Last night was one of our twice-a-month Chapter meetings (for the Light of Jesus Couple's Ministry) at St. Francis Church. As always, I feel blessed just by being there. And like most of the Kerygma feasts that I have attended, I was teary-eyed. Well, teary-eyed is an understatement...Coz I was crying talaga. And to people close to me, they know that once I start crying, it's so hard to stop. Well, I have to blame the worship leader, my dearest husband, for the tears. Not because I was miserable or angry...the tears, I must say, were borne out of admiration and surprise.
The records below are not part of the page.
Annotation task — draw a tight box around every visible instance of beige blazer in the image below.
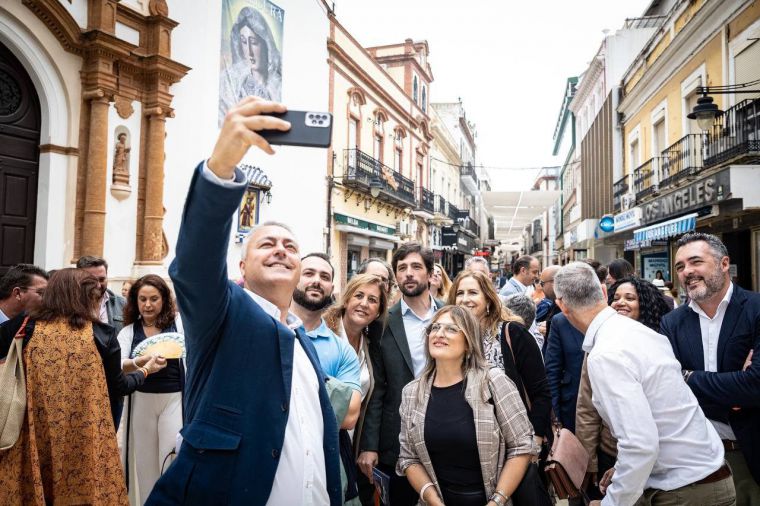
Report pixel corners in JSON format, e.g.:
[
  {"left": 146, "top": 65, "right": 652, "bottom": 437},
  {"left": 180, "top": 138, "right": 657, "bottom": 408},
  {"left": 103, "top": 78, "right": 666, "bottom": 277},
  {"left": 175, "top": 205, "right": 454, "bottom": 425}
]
[
  {"left": 396, "top": 367, "right": 536, "bottom": 503},
  {"left": 575, "top": 354, "right": 618, "bottom": 473}
]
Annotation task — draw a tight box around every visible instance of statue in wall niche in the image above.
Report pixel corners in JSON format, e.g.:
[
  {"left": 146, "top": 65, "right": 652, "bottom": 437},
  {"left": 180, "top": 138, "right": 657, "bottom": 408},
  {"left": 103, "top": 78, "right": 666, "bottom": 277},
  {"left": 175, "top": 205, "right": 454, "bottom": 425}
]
[
  {"left": 113, "top": 133, "right": 130, "bottom": 185},
  {"left": 111, "top": 132, "right": 132, "bottom": 200}
]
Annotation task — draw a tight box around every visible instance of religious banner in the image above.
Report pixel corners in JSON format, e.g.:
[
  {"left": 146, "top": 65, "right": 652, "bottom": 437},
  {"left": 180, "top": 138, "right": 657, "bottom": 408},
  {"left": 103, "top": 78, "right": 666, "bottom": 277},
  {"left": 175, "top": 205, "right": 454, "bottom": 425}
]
[
  {"left": 238, "top": 187, "right": 260, "bottom": 235},
  {"left": 219, "top": 0, "right": 285, "bottom": 126}
]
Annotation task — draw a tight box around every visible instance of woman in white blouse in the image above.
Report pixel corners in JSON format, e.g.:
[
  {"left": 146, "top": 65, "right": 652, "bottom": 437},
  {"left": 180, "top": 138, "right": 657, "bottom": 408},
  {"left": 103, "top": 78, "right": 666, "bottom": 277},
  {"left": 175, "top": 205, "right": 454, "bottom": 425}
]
[
  {"left": 324, "top": 274, "right": 388, "bottom": 445},
  {"left": 117, "top": 275, "right": 184, "bottom": 504}
]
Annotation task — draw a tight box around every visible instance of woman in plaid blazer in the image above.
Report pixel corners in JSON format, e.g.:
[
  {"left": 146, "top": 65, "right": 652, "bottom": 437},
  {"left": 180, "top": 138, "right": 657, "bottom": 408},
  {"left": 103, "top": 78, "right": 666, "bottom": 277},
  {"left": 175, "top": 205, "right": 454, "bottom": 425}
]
[{"left": 396, "top": 305, "right": 536, "bottom": 506}]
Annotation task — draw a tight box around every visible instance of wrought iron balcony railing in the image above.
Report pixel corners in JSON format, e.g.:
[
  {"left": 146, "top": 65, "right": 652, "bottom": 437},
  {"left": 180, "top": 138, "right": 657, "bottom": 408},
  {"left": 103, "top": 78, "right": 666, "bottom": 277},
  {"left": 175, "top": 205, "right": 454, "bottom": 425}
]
[
  {"left": 448, "top": 202, "right": 460, "bottom": 222},
  {"left": 612, "top": 174, "right": 630, "bottom": 213},
  {"left": 704, "top": 97, "right": 760, "bottom": 168},
  {"left": 633, "top": 157, "right": 662, "bottom": 201},
  {"left": 416, "top": 186, "right": 435, "bottom": 214},
  {"left": 344, "top": 149, "right": 416, "bottom": 208},
  {"left": 434, "top": 194, "right": 449, "bottom": 216},
  {"left": 659, "top": 134, "right": 705, "bottom": 188}
]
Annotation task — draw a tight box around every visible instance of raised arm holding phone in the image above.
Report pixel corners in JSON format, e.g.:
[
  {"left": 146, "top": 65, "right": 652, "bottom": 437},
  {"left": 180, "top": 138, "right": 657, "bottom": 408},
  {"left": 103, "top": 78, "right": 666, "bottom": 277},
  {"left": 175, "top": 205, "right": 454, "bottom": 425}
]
[{"left": 146, "top": 97, "right": 342, "bottom": 506}]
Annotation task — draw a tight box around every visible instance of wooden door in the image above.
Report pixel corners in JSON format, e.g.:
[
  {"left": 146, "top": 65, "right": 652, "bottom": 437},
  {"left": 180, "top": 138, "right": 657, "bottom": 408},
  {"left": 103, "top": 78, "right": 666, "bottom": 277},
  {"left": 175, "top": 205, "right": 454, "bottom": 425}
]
[{"left": 0, "top": 43, "right": 41, "bottom": 275}]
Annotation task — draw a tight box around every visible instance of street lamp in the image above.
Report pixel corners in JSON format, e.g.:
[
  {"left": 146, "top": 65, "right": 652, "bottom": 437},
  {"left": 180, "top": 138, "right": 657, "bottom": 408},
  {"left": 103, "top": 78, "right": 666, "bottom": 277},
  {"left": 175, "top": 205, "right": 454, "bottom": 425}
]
[
  {"left": 370, "top": 177, "right": 382, "bottom": 198},
  {"left": 687, "top": 78, "right": 760, "bottom": 130}
]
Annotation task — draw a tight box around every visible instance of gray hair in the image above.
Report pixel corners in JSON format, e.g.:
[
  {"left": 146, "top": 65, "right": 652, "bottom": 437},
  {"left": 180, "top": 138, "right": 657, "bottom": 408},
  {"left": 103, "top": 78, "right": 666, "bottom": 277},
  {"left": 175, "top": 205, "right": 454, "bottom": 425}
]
[
  {"left": 464, "top": 256, "right": 489, "bottom": 271},
  {"left": 503, "top": 294, "right": 536, "bottom": 326},
  {"left": 554, "top": 261, "right": 606, "bottom": 309},
  {"left": 675, "top": 232, "right": 728, "bottom": 262},
  {"left": 240, "top": 221, "right": 296, "bottom": 260}
]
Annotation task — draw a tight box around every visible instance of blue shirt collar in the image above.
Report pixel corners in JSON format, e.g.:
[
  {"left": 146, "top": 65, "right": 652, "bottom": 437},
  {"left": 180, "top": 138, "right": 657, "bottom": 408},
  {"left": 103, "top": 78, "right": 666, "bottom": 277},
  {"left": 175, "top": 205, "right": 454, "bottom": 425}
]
[{"left": 303, "top": 318, "right": 333, "bottom": 339}]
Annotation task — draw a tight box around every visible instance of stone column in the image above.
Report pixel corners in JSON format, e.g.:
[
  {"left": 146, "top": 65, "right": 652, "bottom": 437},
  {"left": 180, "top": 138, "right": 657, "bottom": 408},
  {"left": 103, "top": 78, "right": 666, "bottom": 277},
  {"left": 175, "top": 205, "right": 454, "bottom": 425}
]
[
  {"left": 138, "top": 106, "right": 167, "bottom": 265},
  {"left": 81, "top": 90, "right": 110, "bottom": 256}
]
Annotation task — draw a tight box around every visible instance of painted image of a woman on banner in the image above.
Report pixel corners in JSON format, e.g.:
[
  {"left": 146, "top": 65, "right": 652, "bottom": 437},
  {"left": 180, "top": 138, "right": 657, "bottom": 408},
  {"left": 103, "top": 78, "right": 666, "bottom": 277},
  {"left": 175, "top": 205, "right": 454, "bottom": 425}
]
[{"left": 219, "top": 0, "right": 284, "bottom": 126}]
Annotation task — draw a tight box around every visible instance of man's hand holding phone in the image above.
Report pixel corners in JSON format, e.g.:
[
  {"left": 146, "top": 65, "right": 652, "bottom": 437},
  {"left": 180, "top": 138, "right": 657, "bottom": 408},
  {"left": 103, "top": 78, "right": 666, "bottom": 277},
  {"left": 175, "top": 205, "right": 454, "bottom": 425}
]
[{"left": 208, "top": 96, "right": 291, "bottom": 180}]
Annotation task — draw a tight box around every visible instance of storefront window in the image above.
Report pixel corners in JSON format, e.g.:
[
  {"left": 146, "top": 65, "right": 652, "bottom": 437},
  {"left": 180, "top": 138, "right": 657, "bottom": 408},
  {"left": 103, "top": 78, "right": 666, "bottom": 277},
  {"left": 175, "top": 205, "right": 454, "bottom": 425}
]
[{"left": 347, "top": 248, "right": 361, "bottom": 280}]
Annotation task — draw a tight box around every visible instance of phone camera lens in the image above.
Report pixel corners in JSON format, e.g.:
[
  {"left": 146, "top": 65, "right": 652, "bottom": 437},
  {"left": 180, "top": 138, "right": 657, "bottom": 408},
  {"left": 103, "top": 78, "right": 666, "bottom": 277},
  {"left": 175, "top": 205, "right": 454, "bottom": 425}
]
[{"left": 318, "top": 120, "right": 324, "bottom": 125}]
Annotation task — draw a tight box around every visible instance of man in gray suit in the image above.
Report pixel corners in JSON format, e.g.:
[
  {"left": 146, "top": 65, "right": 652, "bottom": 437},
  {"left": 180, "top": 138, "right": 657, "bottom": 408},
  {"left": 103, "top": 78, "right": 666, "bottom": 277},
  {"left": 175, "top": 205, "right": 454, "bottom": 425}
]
[{"left": 358, "top": 243, "right": 441, "bottom": 506}]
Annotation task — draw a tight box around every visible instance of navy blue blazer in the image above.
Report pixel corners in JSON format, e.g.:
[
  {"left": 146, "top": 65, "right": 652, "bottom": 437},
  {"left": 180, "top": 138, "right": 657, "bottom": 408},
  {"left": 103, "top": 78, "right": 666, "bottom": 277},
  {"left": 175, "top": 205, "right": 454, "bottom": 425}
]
[
  {"left": 661, "top": 284, "right": 760, "bottom": 484},
  {"left": 544, "top": 312, "right": 585, "bottom": 432},
  {"left": 147, "top": 164, "right": 341, "bottom": 505}
]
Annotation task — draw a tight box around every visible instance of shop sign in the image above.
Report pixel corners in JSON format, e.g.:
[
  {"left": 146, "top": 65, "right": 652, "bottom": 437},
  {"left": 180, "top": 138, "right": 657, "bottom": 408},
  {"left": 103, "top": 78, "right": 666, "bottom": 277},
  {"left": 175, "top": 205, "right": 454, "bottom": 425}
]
[
  {"left": 624, "top": 238, "right": 668, "bottom": 251},
  {"left": 614, "top": 208, "right": 642, "bottom": 232},
  {"left": 598, "top": 215, "right": 614, "bottom": 233},
  {"left": 641, "top": 170, "right": 730, "bottom": 224},
  {"left": 334, "top": 213, "right": 395, "bottom": 235}
]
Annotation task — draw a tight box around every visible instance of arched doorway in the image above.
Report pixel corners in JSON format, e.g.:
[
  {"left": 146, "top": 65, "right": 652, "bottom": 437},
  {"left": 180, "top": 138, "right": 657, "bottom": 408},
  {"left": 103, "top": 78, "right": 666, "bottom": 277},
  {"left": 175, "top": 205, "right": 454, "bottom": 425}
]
[{"left": 0, "top": 42, "right": 41, "bottom": 275}]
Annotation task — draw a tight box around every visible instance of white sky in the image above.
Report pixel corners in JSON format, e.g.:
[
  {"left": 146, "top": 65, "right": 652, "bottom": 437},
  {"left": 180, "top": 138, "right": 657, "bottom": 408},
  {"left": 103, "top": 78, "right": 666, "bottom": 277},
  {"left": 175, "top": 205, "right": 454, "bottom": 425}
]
[{"left": 334, "top": 0, "right": 653, "bottom": 191}]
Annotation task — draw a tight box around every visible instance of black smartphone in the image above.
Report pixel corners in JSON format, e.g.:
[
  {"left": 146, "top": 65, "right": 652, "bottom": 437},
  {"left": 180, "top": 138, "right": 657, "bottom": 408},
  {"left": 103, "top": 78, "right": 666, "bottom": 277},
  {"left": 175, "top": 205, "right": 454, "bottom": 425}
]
[{"left": 259, "top": 110, "right": 333, "bottom": 148}]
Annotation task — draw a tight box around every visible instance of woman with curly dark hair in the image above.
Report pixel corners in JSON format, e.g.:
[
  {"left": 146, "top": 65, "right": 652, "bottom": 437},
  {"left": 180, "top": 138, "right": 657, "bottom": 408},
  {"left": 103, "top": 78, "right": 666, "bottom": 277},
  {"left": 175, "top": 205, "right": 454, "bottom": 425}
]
[
  {"left": 575, "top": 276, "right": 672, "bottom": 500},
  {"left": 117, "top": 274, "right": 183, "bottom": 504},
  {"left": 607, "top": 277, "right": 672, "bottom": 331}
]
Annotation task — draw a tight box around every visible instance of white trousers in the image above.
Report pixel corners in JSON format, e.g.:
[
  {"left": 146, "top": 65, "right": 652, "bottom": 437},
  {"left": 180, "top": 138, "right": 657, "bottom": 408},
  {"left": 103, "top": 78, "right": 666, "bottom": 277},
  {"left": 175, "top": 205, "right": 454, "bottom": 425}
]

My husband was an active member of the Light of Jesus community (http://www.lightofjesus.net/), Joshua chapter which is for single men. And after we got married, it was no question that we will be joining the Couple's ministry. So, while we were still in Singapore, our dear friend Chie told us that they have enlisted our names for the ministry. It was one of the things we looked forward to upon coming home.


Last night, he was assigned to lead the worship and to my surprise, he used our Singapore trip as an example. As closing, he said that after that part of our married life, he knows that whatever struggles come our way as a couple, I will be there with him all the way. He even said that I was the face of Jesus during the times that he was disheartened. And believe me, there were really lots of those times in Singapore. And the memories, his affirmation really made me cry a lot.

I didn't have the chance to state what I was feeling that time. So, I would like to take this opportunity to say my piece as well...

I thank God because what Daddy and I have is a case of mutual admiration. If he admires me, I admire him just the same. If he believes that I was the face of Jesus during those trying times, well, I too felt the same way. If he knows that at the end of our days, I will still be there for him. I also firmly believe that he's there for me constantly.

Of course we were both disheartened when our hearts' desires were not fulfilled. The good thing though is that we didn't get disheartened at the same time. I guess this is one of the rewards of having a lasting friendship before we became romantically involved. We have gotten to know each other so well that sometimes, we don't need words to know what each other is feeling. And good thing that whenever I felt his disappointment, I knew I had to be the strong one. And vice-versa...Of course I couldn't be strong all the time...And Daddy is my strength.

We've weathered our first storm together..and I am so happy to say that through the tough times, we drew strength from each other...from our love and friendship...from our faith...our family and friends. And with this formula, I don't think one of us will be letting go.